Leandro Baghdadi, ex-diretor de customer marketing da Ericsson no Brasil, acaba de assumir como diretor de Marketing e Gestão de Alianças da companhia no Brasil.

A contratação do profissional é mais uma movimentação da Sonda visando criar uma “frente única” entre as operações da Sonda IT, CTIS, Sonda Ativas e Pars, um grupo de empresas com 8 mil funcionários resultado de mais de uma década de aquisições.

Com a chegada de Affonso Nina como CEO no Brasil, em outubro do ano passado, a área de marketing foi elevada ao nível de diretoria. 

O novo diretor também estará à frente das áreas de comunicação, inteligência de mercado e eventos. 

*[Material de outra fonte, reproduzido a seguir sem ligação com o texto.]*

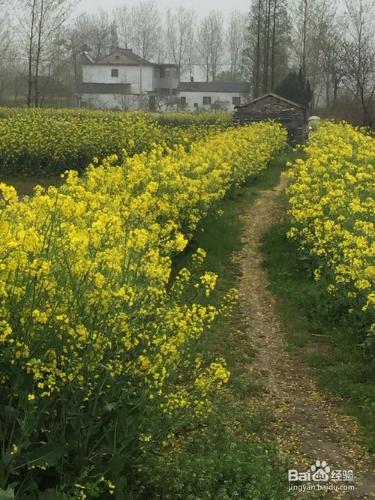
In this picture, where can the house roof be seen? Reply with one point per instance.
(105, 88)
(276, 96)
(225, 87)
(121, 57)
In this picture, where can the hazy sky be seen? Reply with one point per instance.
(201, 6)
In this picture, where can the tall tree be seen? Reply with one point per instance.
(180, 36)
(41, 21)
(210, 43)
(359, 56)
(7, 48)
(266, 52)
(146, 29)
(236, 41)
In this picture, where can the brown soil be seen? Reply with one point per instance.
(309, 425)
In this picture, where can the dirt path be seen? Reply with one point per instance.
(308, 425)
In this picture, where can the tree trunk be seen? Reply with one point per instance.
(30, 55)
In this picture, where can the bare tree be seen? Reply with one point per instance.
(265, 58)
(210, 42)
(236, 41)
(6, 45)
(180, 36)
(123, 16)
(359, 55)
(41, 21)
(146, 23)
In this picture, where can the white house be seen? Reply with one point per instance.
(124, 80)
(211, 95)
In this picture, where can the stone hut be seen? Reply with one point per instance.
(274, 107)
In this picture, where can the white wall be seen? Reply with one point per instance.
(114, 101)
(127, 74)
(221, 97)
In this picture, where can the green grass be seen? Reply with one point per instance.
(232, 457)
(327, 342)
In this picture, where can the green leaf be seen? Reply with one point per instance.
(48, 455)
(7, 495)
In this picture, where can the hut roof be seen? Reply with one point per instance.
(275, 96)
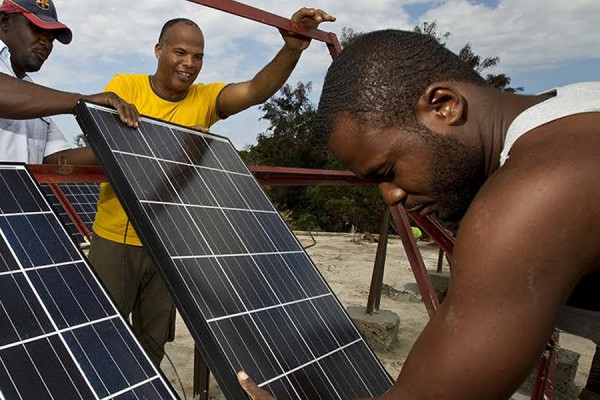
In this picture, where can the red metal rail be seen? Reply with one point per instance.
(275, 176)
(274, 20)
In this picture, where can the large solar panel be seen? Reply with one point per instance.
(60, 336)
(249, 294)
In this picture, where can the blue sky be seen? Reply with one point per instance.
(541, 43)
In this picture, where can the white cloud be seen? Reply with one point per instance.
(526, 34)
(113, 36)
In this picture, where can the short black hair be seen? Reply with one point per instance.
(170, 23)
(379, 77)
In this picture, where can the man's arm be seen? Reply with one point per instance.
(526, 240)
(21, 99)
(240, 96)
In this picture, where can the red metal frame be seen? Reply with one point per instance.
(274, 176)
(70, 210)
(274, 20)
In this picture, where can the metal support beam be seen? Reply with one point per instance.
(374, 299)
(276, 21)
(201, 377)
(415, 259)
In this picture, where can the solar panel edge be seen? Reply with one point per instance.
(207, 345)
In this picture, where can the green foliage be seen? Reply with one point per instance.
(500, 81)
(291, 141)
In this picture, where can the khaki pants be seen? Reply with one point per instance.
(136, 288)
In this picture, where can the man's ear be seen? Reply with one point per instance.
(157, 50)
(441, 105)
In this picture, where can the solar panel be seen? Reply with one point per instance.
(84, 198)
(249, 294)
(60, 336)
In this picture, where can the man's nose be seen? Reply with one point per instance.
(392, 194)
(47, 38)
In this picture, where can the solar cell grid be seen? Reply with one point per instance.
(246, 289)
(84, 199)
(60, 336)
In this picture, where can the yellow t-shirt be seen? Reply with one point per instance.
(199, 107)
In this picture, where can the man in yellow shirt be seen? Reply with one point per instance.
(169, 94)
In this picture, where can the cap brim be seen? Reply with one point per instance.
(62, 32)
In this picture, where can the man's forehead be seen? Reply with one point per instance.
(180, 30)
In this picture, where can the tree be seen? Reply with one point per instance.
(500, 81)
(291, 141)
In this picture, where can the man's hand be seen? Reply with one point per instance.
(127, 112)
(310, 18)
(252, 388)
(200, 128)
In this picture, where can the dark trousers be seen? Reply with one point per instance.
(129, 276)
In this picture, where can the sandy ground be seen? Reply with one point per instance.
(346, 262)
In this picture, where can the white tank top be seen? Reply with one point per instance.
(568, 100)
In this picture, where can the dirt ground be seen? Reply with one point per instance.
(346, 262)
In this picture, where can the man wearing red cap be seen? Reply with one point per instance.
(27, 32)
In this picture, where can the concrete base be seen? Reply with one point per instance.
(439, 280)
(564, 386)
(379, 330)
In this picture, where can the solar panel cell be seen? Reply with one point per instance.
(60, 336)
(249, 294)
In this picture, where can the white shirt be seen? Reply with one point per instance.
(27, 141)
(572, 99)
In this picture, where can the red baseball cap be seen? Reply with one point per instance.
(41, 13)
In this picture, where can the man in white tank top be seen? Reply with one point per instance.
(399, 108)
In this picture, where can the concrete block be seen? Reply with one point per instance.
(564, 381)
(380, 330)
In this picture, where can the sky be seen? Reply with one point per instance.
(541, 43)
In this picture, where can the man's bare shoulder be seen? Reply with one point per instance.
(544, 200)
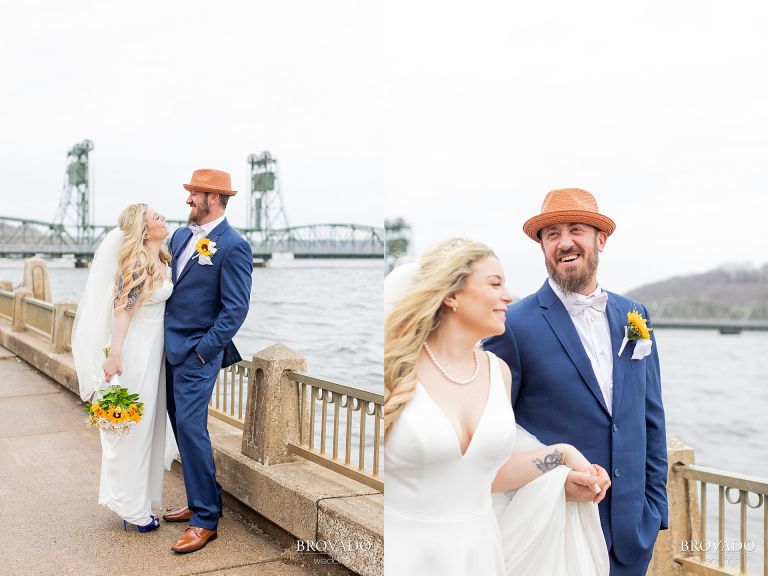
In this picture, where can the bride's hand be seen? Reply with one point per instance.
(112, 365)
(575, 460)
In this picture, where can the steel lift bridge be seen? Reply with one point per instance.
(73, 234)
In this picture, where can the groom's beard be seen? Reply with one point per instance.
(574, 282)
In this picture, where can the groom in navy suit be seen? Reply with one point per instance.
(212, 269)
(570, 383)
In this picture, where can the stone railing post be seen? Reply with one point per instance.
(683, 514)
(62, 333)
(272, 413)
(36, 278)
(19, 322)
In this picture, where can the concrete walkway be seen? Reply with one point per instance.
(50, 522)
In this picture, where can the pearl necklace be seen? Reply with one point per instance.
(449, 377)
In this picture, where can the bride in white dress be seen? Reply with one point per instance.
(123, 305)
(451, 438)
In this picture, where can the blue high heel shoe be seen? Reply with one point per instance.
(153, 524)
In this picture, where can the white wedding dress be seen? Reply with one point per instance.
(132, 464)
(440, 517)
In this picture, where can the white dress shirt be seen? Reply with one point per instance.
(189, 250)
(595, 335)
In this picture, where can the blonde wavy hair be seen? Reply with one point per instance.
(138, 270)
(443, 271)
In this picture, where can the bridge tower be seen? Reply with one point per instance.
(266, 209)
(76, 204)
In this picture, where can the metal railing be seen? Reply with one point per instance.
(354, 418)
(229, 394)
(736, 489)
(347, 403)
(68, 325)
(38, 316)
(6, 304)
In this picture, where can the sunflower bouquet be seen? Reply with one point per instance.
(117, 410)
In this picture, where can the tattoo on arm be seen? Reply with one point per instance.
(133, 293)
(550, 462)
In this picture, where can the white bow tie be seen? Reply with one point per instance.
(576, 304)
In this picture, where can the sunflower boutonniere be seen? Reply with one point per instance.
(206, 248)
(636, 329)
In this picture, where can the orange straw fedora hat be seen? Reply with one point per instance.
(568, 205)
(207, 180)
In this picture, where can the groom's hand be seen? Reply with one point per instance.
(586, 487)
(603, 480)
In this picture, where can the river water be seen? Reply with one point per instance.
(330, 311)
(715, 387)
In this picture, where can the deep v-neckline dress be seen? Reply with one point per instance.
(438, 517)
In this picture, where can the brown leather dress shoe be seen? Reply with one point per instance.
(180, 515)
(193, 539)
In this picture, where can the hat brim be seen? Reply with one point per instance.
(533, 225)
(198, 188)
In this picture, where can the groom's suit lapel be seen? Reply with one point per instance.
(214, 235)
(620, 363)
(184, 236)
(562, 325)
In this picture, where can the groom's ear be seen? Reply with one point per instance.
(602, 238)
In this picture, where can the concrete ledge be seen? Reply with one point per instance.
(356, 525)
(36, 351)
(292, 494)
(308, 501)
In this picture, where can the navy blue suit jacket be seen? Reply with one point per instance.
(209, 303)
(556, 397)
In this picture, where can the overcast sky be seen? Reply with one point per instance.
(458, 117)
(162, 88)
(660, 109)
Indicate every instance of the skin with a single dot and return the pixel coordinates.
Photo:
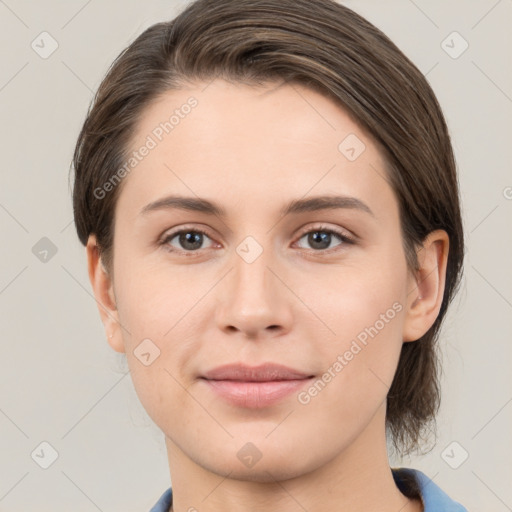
(296, 304)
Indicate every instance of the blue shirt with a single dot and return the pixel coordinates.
(434, 499)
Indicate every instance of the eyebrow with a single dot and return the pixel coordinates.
(312, 204)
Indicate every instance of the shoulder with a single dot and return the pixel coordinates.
(410, 481)
(413, 482)
(164, 502)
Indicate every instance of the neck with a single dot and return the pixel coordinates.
(358, 479)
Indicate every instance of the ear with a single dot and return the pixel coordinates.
(426, 286)
(104, 294)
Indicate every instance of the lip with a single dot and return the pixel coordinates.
(255, 387)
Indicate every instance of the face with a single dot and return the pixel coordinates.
(270, 277)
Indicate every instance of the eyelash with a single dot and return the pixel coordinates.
(345, 239)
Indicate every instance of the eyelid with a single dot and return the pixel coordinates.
(346, 236)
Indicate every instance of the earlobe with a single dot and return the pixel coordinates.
(104, 294)
(426, 286)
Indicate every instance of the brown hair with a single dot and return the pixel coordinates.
(327, 47)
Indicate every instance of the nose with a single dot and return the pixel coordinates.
(253, 300)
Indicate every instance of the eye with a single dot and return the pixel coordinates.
(189, 240)
(320, 238)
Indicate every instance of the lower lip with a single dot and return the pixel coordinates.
(255, 395)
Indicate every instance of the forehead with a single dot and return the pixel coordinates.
(276, 139)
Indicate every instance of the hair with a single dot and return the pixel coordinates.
(331, 49)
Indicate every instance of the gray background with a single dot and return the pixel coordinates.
(61, 383)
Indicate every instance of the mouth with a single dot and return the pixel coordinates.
(255, 387)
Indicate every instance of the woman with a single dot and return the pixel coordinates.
(268, 197)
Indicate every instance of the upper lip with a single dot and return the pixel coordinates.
(262, 373)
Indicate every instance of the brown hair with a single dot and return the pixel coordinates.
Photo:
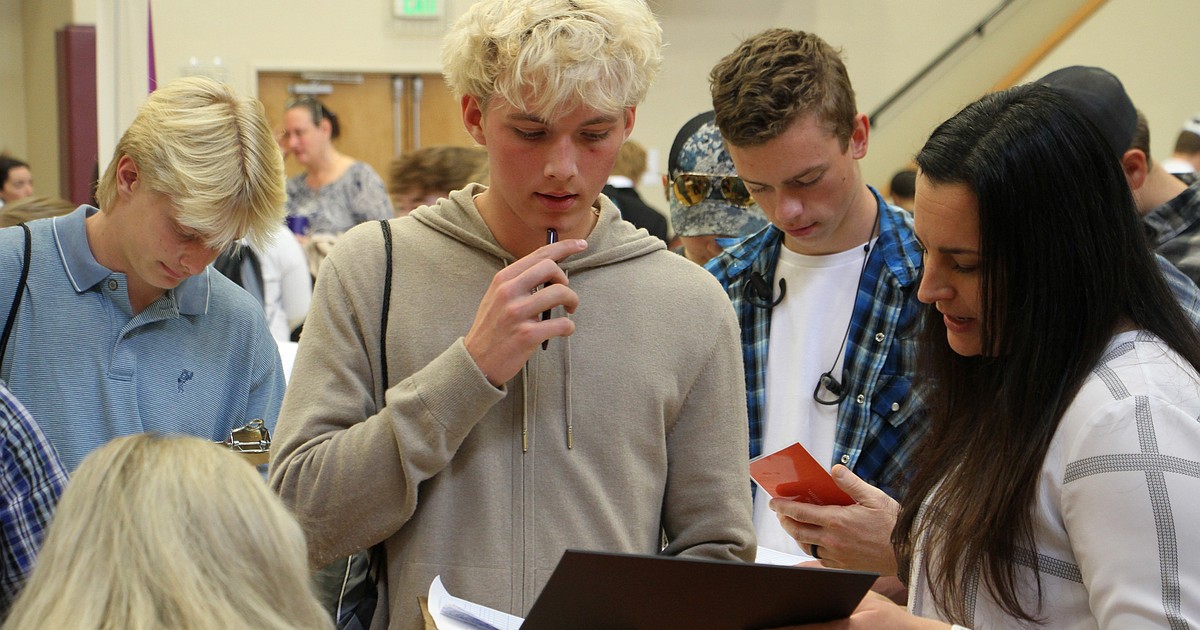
(438, 169)
(1187, 143)
(773, 79)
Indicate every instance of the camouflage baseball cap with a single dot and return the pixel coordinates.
(699, 148)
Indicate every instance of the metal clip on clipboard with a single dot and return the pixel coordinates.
(251, 441)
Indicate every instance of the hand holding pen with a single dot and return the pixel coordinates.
(551, 239)
(511, 321)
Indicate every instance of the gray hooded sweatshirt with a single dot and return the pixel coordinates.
(649, 388)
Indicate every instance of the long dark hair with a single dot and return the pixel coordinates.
(1063, 264)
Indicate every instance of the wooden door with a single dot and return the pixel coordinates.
(376, 112)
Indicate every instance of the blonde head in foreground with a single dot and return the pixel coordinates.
(169, 532)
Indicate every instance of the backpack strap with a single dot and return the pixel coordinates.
(21, 293)
(387, 300)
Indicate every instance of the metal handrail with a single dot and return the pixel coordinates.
(975, 31)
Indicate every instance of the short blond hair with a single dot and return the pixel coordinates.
(213, 154)
(546, 57)
(169, 532)
(630, 161)
(33, 208)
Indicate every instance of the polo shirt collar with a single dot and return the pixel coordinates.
(84, 271)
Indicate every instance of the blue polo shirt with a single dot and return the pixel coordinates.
(199, 360)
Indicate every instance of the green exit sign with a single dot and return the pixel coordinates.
(417, 9)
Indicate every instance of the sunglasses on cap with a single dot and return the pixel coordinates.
(690, 189)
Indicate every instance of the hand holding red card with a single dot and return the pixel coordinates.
(791, 473)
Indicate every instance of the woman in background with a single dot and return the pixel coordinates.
(335, 192)
(16, 180)
(169, 532)
(1059, 484)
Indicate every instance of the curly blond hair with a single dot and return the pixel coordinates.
(546, 57)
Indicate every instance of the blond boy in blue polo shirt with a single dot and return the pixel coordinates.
(124, 327)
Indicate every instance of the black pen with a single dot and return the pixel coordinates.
(551, 238)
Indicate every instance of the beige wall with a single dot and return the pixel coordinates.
(885, 42)
(1153, 49)
(12, 81)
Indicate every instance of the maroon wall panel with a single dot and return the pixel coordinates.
(78, 137)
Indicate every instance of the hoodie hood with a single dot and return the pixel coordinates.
(612, 239)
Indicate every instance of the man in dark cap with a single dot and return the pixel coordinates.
(1170, 208)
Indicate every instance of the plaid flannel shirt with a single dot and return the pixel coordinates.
(880, 420)
(31, 480)
(1175, 231)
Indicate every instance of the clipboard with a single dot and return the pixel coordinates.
(634, 592)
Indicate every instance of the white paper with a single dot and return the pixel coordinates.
(454, 613)
(768, 556)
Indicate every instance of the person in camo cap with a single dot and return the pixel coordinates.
(711, 207)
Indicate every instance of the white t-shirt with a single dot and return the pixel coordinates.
(807, 331)
(287, 285)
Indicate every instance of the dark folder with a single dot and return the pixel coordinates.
(618, 591)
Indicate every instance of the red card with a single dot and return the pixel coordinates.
(791, 473)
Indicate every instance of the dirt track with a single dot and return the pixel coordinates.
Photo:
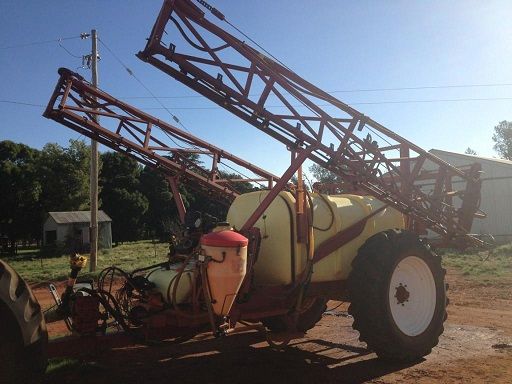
(475, 348)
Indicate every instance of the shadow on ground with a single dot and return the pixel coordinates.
(236, 359)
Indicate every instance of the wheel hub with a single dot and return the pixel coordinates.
(401, 294)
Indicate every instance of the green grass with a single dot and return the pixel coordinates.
(480, 264)
(127, 256)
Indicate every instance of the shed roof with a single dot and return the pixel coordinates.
(472, 158)
(77, 217)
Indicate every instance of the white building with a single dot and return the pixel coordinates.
(496, 199)
(63, 228)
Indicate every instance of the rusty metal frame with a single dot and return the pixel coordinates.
(126, 129)
(345, 141)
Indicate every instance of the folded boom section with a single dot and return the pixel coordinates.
(126, 129)
(274, 99)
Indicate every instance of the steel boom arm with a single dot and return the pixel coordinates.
(127, 129)
(361, 151)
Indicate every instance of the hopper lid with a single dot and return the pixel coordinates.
(224, 239)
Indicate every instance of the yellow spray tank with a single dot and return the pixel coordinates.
(281, 258)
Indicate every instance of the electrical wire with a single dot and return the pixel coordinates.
(21, 103)
(175, 118)
(362, 103)
(41, 42)
(68, 52)
(130, 72)
(362, 90)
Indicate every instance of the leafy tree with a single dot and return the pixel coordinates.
(121, 197)
(502, 138)
(162, 212)
(20, 211)
(323, 175)
(64, 175)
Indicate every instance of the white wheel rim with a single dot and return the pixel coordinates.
(412, 295)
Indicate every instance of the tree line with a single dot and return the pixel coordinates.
(56, 179)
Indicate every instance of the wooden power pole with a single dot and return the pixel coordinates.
(94, 165)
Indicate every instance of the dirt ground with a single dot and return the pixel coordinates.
(476, 347)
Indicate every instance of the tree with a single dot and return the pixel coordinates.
(64, 176)
(323, 175)
(121, 197)
(20, 208)
(162, 212)
(502, 138)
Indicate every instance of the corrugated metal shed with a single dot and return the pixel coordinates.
(496, 199)
(77, 217)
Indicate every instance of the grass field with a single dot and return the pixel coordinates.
(482, 265)
(473, 264)
(128, 256)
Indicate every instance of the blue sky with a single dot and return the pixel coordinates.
(337, 45)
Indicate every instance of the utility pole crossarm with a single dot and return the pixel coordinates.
(94, 163)
(75, 103)
(249, 83)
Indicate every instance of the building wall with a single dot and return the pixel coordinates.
(66, 231)
(496, 193)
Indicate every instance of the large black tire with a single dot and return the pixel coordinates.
(23, 334)
(398, 296)
(311, 313)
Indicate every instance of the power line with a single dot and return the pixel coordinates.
(130, 72)
(21, 103)
(359, 103)
(362, 90)
(41, 42)
(68, 52)
(320, 105)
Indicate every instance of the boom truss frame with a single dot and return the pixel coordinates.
(127, 129)
(246, 82)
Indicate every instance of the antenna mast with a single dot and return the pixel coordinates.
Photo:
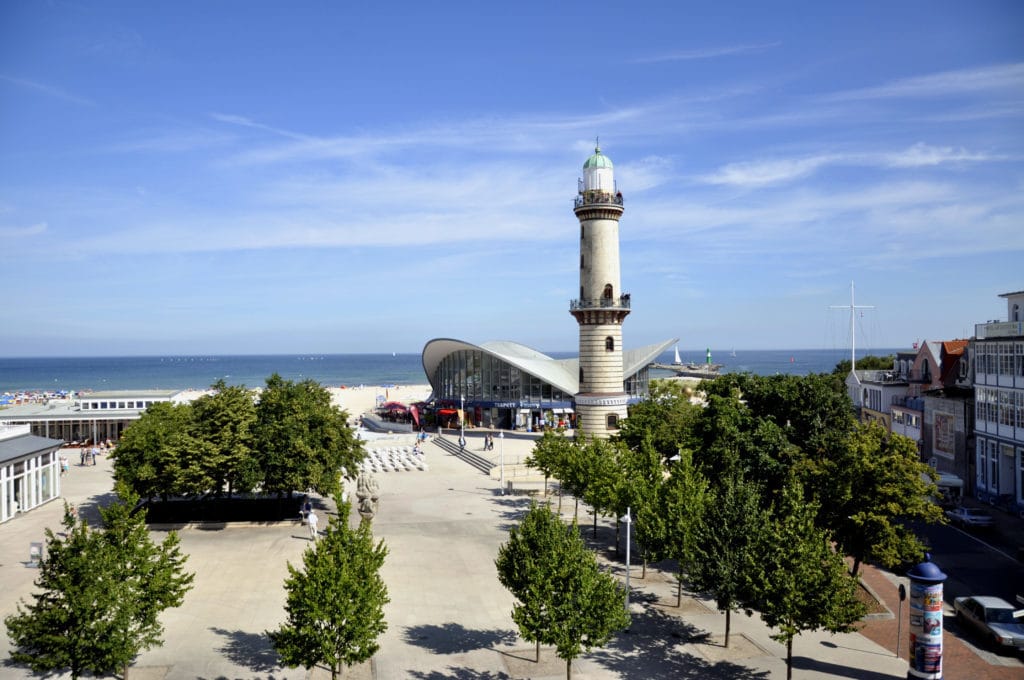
(853, 341)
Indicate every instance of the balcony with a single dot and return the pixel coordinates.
(596, 198)
(601, 303)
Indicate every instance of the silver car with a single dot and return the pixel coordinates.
(969, 517)
(993, 618)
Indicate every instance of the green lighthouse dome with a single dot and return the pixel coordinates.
(598, 160)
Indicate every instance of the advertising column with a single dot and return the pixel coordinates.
(926, 621)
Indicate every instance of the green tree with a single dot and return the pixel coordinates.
(868, 491)
(101, 593)
(156, 453)
(666, 418)
(805, 585)
(526, 565)
(682, 500)
(223, 422)
(563, 598)
(303, 440)
(549, 455)
(336, 602)
(726, 557)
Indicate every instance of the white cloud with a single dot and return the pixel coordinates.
(707, 53)
(1006, 77)
(23, 231)
(48, 90)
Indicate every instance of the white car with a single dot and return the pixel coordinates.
(969, 517)
(993, 618)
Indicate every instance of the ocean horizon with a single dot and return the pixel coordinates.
(199, 372)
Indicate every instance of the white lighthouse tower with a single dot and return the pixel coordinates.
(602, 306)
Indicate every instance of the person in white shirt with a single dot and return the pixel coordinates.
(312, 520)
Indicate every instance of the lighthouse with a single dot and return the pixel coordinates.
(602, 306)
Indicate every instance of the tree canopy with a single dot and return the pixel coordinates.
(293, 439)
(100, 594)
(336, 601)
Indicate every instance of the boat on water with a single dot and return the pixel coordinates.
(690, 370)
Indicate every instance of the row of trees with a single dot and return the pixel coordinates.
(758, 493)
(100, 594)
(225, 442)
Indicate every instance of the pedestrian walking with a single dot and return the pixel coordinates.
(312, 520)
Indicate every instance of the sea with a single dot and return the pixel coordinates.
(133, 373)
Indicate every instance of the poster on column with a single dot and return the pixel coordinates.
(926, 629)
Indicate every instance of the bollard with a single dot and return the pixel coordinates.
(926, 621)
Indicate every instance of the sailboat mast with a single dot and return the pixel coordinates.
(853, 310)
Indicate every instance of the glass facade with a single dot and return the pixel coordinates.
(28, 482)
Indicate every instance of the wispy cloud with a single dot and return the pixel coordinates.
(22, 231)
(776, 171)
(242, 121)
(1005, 77)
(48, 90)
(707, 53)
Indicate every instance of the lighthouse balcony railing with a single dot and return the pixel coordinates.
(595, 198)
(594, 303)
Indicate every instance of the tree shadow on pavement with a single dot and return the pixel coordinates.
(452, 673)
(838, 671)
(252, 650)
(650, 650)
(455, 638)
(89, 508)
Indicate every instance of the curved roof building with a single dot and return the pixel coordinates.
(506, 384)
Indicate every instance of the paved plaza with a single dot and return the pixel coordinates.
(449, 617)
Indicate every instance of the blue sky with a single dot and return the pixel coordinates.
(247, 177)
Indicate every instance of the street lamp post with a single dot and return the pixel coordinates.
(501, 459)
(629, 522)
(462, 421)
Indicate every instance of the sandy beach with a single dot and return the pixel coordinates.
(358, 400)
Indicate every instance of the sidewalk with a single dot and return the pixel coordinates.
(449, 617)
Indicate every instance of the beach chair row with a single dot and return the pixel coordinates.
(396, 459)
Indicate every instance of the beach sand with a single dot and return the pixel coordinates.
(357, 400)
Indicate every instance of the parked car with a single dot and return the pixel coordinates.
(969, 517)
(993, 618)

“Vamos alinhar as iniciativas para ganhar em eficiência e, consequentemente, impactar o mercado de maneira mais forte e aumentar a percepção de valor que representa todas as empresas juntas”, comenta Baghdadi.

Baghdadi fez carreira na Ericsson, onde passou 15 anos, atuando numa série de cargos relacionados com hardware, software e bens de consumo, com atuação na América Latina.

Em abril, Nina passou a comandar diretamente as atividades da CTIS e da Sonda TI.

O executivo veio da Carlson Wagonlit Brazil. Entre 2011 e 2015, atuou na Genpac, em que foi country manager. O executivo também atuou como vice-presidente de serviços financeiros da HPE após a aquisição da EDS.

A CTIS é resultado de uma aquisição da Sonda em 2014, por um valor inicial de R$ 400 milhões, mais R$ 85 milhões condicionados ao período 2014-2018. Encerrado essa fase, o fundador da empresa Avaldir Oliveira, está de saída da empresa.

A Sonda TI é ela mesma uma incorporação de diferentes empresas, reunindo sob seu guarda chuva diversas aquisições feitas pela chilena Sonda no país desde 2007, incluindo nomes como  Procwork, Kaizen e Telsinc.

Essas marcas saíram de circulação e passaram a ser tratadas como verticais de negócios da Sonda TI, que passou a se vender como uma integradora com tecnologias de SAP, virtualização, cloud computing, armazenamento, segurança e telecomunicações.

A Sonda voltou a crescer no ano passado, alcançando um faturamento de US$ 1,36 bilhão, uma alta de 12% frente aos resultados de 2016.

O resultado coloca a empresa de volta nos trilhos, depois de um 2016 ruim, no qual a companhia teve uma queda de 8,4%, criada pela recessão econômica no Brasil e a valorização do peso chileno frente às outras moedas da região.